Exploiting Task-Level Parallelism with OpenMP on Shared Memory Systems

Author

Andrew Vaillancourt

Table of Contents

Abstract

OpenMP is a well known application programming interface for exploiting structured parallelism in computationally heavy applications on shared memory systems. However, as applications become more complex, the need for exploiting unstructured and dynamic parallelism increases. Prior to OpenMP 3.0 this task-level parallelism was expressed using the section model. OpenMP 3.0 introduced the tasking model which promised a more natural way of exploiting and expressing irregular algorithms.
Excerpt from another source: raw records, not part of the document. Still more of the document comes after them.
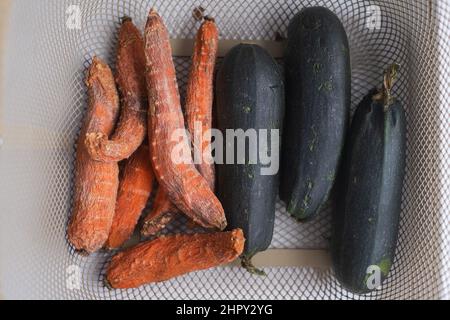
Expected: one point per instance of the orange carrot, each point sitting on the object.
(168, 257)
(96, 182)
(199, 96)
(132, 127)
(198, 110)
(163, 212)
(135, 188)
(184, 185)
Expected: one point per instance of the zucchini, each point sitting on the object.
(249, 95)
(365, 226)
(318, 82)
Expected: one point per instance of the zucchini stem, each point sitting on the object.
(385, 95)
(246, 263)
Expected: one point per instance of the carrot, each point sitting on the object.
(199, 96)
(168, 257)
(184, 185)
(135, 188)
(96, 182)
(132, 127)
(198, 110)
(163, 212)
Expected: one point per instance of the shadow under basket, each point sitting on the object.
(44, 99)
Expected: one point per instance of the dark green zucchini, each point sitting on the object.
(249, 95)
(365, 225)
(317, 67)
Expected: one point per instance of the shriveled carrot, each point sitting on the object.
(184, 185)
(163, 212)
(135, 187)
(198, 110)
(199, 97)
(132, 127)
(96, 182)
(169, 257)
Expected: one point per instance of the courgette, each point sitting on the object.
(249, 95)
(365, 225)
(318, 81)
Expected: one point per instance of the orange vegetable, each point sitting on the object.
(184, 185)
(168, 257)
(135, 188)
(132, 127)
(96, 182)
(163, 212)
(199, 96)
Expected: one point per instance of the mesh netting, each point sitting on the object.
(45, 100)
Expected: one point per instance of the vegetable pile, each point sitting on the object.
(133, 115)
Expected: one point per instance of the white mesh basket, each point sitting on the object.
(43, 100)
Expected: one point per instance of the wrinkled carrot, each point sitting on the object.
(199, 96)
(96, 182)
(198, 110)
(135, 187)
(163, 212)
(172, 256)
(132, 127)
(184, 185)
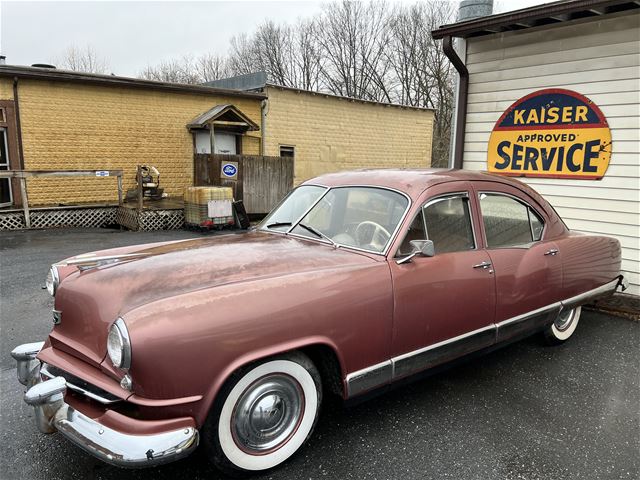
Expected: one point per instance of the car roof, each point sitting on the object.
(410, 181)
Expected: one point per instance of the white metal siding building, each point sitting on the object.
(597, 56)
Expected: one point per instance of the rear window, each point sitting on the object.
(509, 222)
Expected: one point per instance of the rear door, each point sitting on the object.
(528, 269)
(443, 305)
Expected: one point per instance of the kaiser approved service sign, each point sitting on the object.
(551, 133)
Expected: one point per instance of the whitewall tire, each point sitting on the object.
(264, 414)
(563, 326)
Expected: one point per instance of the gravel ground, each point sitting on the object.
(523, 412)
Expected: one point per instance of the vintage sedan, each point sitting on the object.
(355, 281)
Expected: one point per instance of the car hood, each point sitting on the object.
(92, 299)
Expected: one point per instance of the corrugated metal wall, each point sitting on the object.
(599, 58)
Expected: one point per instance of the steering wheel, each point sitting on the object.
(372, 233)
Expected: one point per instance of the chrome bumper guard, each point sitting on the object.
(111, 446)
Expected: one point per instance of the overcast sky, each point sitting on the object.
(132, 35)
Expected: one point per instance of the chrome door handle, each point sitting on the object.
(482, 265)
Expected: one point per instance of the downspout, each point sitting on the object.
(263, 124)
(461, 107)
(16, 103)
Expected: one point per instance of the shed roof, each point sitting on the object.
(229, 114)
(55, 74)
(545, 14)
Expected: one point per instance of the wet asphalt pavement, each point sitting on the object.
(526, 411)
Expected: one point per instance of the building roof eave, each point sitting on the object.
(545, 14)
(57, 75)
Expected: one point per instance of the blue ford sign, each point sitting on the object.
(229, 170)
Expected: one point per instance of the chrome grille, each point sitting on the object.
(78, 385)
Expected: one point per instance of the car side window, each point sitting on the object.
(448, 222)
(509, 222)
(415, 232)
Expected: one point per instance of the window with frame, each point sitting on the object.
(446, 221)
(288, 151)
(509, 222)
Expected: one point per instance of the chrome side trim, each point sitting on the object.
(585, 297)
(527, 315)
(443, 343)
(369, 378)
(402, 365)
(432, 355)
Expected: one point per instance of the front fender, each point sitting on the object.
(190, 344)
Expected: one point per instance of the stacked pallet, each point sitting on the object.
(208, 206)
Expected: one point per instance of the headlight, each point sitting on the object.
(52, 281)
(118, 345)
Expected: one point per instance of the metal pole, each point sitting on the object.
(120, 189)
(25, 201)
(139, 178)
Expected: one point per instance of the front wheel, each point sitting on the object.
(264, 414)
(563, 326)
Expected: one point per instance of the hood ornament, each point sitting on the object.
(85, 262)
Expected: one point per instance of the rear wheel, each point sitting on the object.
(563, 326)
(263, 414)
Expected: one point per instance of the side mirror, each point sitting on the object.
(423, 248)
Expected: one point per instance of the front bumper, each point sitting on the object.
(108, 444)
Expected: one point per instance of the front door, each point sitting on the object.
(6, 196)
(527, 266)
(443, 305)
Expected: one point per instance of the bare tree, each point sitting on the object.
(243, 57)
(353, 38)
(175, 71)
(355, 49)
(423, 76)
(82, 60)
(211, 67)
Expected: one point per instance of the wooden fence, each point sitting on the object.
(260, 183)
(24, 174)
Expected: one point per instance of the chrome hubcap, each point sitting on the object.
(564, 319)
(267, 414)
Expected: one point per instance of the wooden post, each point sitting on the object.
(212, 138)
(25, 202)
(120, 189)
(140, 193)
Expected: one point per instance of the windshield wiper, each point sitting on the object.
(279, 224)
(317, 233)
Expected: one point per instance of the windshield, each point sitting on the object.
(292, 208)
(360, 217)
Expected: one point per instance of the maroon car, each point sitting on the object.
(355, 281)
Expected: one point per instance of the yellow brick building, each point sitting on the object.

This paper examines the performance, scalability, and expressiveness of the two models through the implementation of the well-understood divide-and-conquer sorting algorithms Mergesort and Quicksort.

1. Introduction

Well designed task-parallel programming models offer an efficient way for programmers to specify parallel tasks naturally, in a manner that can scale with problem size. This scheduling of tasks onto processors can either be performed statically at compile time, dynamically at run-time, or some blend of the two. Task parallelism is well suited to the expression of nested parallelism in recursive divide-and-conquer algorithms and of unstructured parallelism in irregular computations. OpenMP is one such framework for developing task-parallel algorithms. There are 2 main models for implementing task-parallel programs in OpenMP: statically, through the use of the sections construct, or dynamically using the more recent addition to the OpenMP specification known as tasking. This paper will explore a comparison of both models on two well known recursive, divide-and-conquer sorting algorithms: Mergesort and Quicksort. Execution time, scalability, efficiency as well as programmer productivity will all be considered when assessing the two programming models provided by OpenMP.

2. Background

OpenMP is a set of compiler directives and callable runtime library routines that extend C (as well as C++ and Fortran) to express shared-memory parallelism [1]. The standard view of parallelism in a shared-memory program is fork/join parallelism [2]. When the program begins execution, only a single thread (master thread) is active. The master thread executes the sequential portions of the program, and when parallelism can be exploited, the master thread forks additional threads to share the work. At the end of a parallel region, the additional created threads are suspended or killed and the program flow control returns to the master thread. This is known as a join. In OpenMP, all threads have access to the same shared global memory and each thread has access to its own, private, local memory. Threads synchronize implicitly by reading and writing shared variables. No explicit communication is needed between threads [6].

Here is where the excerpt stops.